Nowhere To Go

Van-Gogh-Wheatfields-With-Crows.jpg

Vincent Van Gogh painted his remarkable Wheatfields With Crows in the summer of 1890. This was his last painting before his untimely death in July of that year. At the time of the painting, life seemed to spiral further downward for him. He felt abandoned by his beloved brother Theo. He felt profoundly alone, sick, disturbed, surviving bursts of fresh expectations, only to sink once again into despondency. He turned to his familiar brushes to provide a semblance of balance for which he yearned.

“My life is threatened at the very root,” he said during this time, “my steps are wavering.” Even though he had been released from the disturbing confinement of a mental institution, clearly he knew he was not well. He moved to Auvers, France. He and his brother both hoped the rural setting might offer a new start. He picked up his brushes once again, but this time “to express sadness and extreme loneliness.” This painting tells that story.

Van Gogh died July 29, 1890, at the age of 37, two days after he apparently shot himself, in the same season he painted Wheatfields With Crows. Perhaps he knew what was out ahead, as he stood, brushes in hand, in the very fields where he tried to take his life.

Sharon and I had the privilege recently of standing in front of this stunning painting in the museum in Amsterdam dedicated to the life and work of Van Gogh. The museum sits, by the way, within a stone’s throw of the grand Rijksmuseum, where Rembrandt and Vermeer and other Dutch Masters reside in all their glory. As I stood before Wheatfields With Crows, I was captivated. The painting is surely bright with Van Gogh’s signature colors, the vibrant yellows, the deep blues, the reds and greens, all of it accentuated with the swirling black dots of the crows. And yet there is something haunting here.

The scene is at once vibrant yet menacing. The light teases as if it just might just break through but never does. The picture portends a threatening storm: It is turbulent, chaotic, the crows swirl about with a frenzied lack of purpose. Van Gogh talked toward the end of his life about the “horror” that life had become. Yes, this painting tells the story.

Notice that the roads seem to lead nowhere. It is those red roads, and the fork in the road, moving off in three different directions, with no apparent end-point in any direction—this is what I find so disturbing. There may be some glimmer of hope breaking through on the distant horizon—but there is no path that leads the way forward. The roads are dead-ends. This is a picture where all direction is lost.

When there is nowhere to go, despair sets in, doesn’t it? When the roads of our lives lead nowhere, the landscape seems threatening. Don’t we all need to know we are headed somewhere? Don’t we all need a goal, a destination? Don’t leaders need to lead with a vision for something out there that will restore health to our organizations, our country, our schools, our cities? Perhaps this is one of the traits of the despair of our age—we stand at the many forks in the road and yet have little idea how to sort them out.

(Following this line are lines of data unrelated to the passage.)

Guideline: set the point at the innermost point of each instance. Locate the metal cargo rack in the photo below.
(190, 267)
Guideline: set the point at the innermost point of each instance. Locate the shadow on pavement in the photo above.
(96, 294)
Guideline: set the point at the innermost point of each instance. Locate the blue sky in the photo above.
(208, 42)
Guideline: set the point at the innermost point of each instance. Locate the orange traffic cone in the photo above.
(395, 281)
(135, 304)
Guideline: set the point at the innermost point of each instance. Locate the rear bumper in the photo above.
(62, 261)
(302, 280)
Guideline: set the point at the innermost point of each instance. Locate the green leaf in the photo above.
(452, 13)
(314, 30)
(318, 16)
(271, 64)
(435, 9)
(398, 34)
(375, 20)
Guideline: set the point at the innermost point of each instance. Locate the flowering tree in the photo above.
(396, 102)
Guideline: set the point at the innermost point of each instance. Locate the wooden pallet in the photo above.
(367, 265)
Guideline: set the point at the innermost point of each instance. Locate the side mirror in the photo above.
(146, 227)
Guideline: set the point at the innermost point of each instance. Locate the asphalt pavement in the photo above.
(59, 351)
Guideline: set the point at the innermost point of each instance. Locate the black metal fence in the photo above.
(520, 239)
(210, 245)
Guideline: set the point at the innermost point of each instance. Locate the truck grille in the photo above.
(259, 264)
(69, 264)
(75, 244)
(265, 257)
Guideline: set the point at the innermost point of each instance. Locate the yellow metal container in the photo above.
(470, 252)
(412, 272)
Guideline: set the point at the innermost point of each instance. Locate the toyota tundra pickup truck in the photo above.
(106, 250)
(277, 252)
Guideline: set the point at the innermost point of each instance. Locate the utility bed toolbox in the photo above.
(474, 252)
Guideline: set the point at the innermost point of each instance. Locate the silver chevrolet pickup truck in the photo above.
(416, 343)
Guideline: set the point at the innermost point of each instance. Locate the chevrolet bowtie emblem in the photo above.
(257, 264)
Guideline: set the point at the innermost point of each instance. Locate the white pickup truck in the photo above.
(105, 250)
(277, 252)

My Christian faith embeds this profound need for direction in the very structure of living. Yes, we have somewhere to go. We can get better, despite all our faults. We can set goals that get us toward something good. We come to those forks in the road, to be sure, but we can make a choice. We can make mistakes, no doubt about it, but then we backup, pick up the pieces, start again. We need confidence that we not alone as we sort through the options.

I am reminded of these poignant lines from great Jeremiah:

Take your stand and watch at the crossroads;
enquire about the ancient paths;
ask which is the way that leads to what is good.
Take that way, and you will find rest for yourselves.

I would like that rest for Van Gogh. This painting says he had lost that rest. There seems no path here that “leads to what is good.” There is no one out there to point the way. The ancient paths have been obliterated, for his life, for our age, and we stand at the crossroads, with nowhere to go.

That’s the tragedy of Van Gogh’s final painting. Everyone needs somewhere to go. Let us return again and again to enquire about the ancient paths that point the way toward what is good.